Di meditasi Tiga Klasifikasi orang ini kita merenungkan tiga orang yang memperoleh kekayaan besar dengan cara yang halal. Maka masalahnya bukan masalah dosa. Mereka memperoleh kekayaan ini tanpa memperhitungkan kemuliaan Tuhan ataupun kehendak-Nya. Namun melalui fase minggu kedua ini, ketiga orang itu menginginkan keselamatan jiwa dan damai dari Tuhan karena melaksanakan kehendak-Nya. Mereka telah meninggalkan dosa melalui tahap minggu pertama, dan kini mereka ingin mengetahui kehendak Tuhan bagi mereka. Setelah merenung, mereka mengakui bahwa mereka mempunyai keterikatan yang berlebihan terhadap kekayaan mereka. Namun terdapat tiga kemungkinan reaksi terhadap kesadaran tentang hal itu: 1) tipe orang yang pertama: ingin melepaskan keterikatan yang berlebihan ini, tetapi tidak berhasil karena tidak memilih satu saranapun untuk memeranginya; 2) tipe orang kedua: ingin melepaskan keterikatan yang berlebihan dan melakukan kehendak Tuhan, namun keinginan ini tidak murni, sebab mereka menghendaki Tuhan menyetujui kepemilikan harta mereka; mereka ingin agar kehendak Tuhan sesuai dengan kehendak mereka, bukannya benar- benar terbuka untuk menyesuaikan diri mereka dengan kehendak Tuhan; 3) tipe orang ketiga: melepaskan keterikatannya dengan harta miliknya, “Mereka menghendaki untuk mempertahankan ataupun melepaskannya [harta milik] semata-mata tergantung dari yang Tuhan gerakkan di dalam kehendak mereka, dan juga sesuai dengan apa yang mereka pandang menjadi lebih baik bagi pelayanan dan pujian bagi kemuliaan Ilahi.” (SE 155)

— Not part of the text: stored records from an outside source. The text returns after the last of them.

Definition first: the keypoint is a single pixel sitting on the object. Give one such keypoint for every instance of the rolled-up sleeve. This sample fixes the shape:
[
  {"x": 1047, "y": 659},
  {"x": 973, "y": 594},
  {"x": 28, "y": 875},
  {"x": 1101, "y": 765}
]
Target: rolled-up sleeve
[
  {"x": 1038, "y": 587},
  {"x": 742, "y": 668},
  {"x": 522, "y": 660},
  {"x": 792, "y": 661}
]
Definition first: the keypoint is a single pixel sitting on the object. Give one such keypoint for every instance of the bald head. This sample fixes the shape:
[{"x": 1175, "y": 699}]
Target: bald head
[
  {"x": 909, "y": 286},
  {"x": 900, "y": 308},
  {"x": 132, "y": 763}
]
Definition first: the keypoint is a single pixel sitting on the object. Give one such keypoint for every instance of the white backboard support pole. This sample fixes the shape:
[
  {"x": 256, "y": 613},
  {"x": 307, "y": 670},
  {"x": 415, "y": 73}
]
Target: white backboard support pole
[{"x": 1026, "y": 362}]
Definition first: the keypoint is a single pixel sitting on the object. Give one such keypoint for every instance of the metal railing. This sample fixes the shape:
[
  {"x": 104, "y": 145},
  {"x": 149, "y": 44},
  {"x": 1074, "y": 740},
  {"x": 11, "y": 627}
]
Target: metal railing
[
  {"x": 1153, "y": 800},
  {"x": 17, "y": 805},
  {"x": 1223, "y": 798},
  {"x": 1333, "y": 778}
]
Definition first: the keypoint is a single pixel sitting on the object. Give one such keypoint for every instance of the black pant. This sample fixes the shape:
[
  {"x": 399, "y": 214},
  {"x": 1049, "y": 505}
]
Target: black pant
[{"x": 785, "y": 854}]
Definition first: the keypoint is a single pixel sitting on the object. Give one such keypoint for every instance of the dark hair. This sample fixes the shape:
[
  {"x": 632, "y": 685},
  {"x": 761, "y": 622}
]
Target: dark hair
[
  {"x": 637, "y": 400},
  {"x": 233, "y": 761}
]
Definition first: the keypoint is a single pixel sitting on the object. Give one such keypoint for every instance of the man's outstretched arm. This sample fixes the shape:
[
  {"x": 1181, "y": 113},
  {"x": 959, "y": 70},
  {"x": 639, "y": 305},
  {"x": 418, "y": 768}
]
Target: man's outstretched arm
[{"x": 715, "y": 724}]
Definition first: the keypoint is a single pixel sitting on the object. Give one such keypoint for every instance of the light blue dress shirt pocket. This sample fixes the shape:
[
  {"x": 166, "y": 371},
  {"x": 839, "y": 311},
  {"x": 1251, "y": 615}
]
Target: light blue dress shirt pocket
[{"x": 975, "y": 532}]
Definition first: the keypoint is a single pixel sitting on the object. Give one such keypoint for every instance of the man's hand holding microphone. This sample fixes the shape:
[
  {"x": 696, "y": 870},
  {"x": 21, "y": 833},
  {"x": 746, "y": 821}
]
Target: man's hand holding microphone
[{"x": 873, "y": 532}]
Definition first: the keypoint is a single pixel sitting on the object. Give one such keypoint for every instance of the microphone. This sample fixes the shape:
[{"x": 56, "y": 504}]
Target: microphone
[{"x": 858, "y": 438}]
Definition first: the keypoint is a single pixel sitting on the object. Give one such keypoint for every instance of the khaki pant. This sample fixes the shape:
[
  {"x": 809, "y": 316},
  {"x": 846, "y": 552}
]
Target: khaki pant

Jadi tujuan meditasi di fase ini adalah: 1) agar kita tidak tuli terhadap panggilan Kristus yang menghendaki kita bekerja bersama Dia, sehingga dengan berjerih payah bersama-Nya, kita dapat masuk pula dalam kemuliaan-Nya. 2) berkarya bersama Tuhan; 3) St. Ignatius mengajarkan hal yang lebih tinggi: yaitu mencapai semangat kebesaran jiwa/magnanimity, yaitu melalui pemberian diri ataupun pengorbanan diri yang total bagi kemuliaan Allah.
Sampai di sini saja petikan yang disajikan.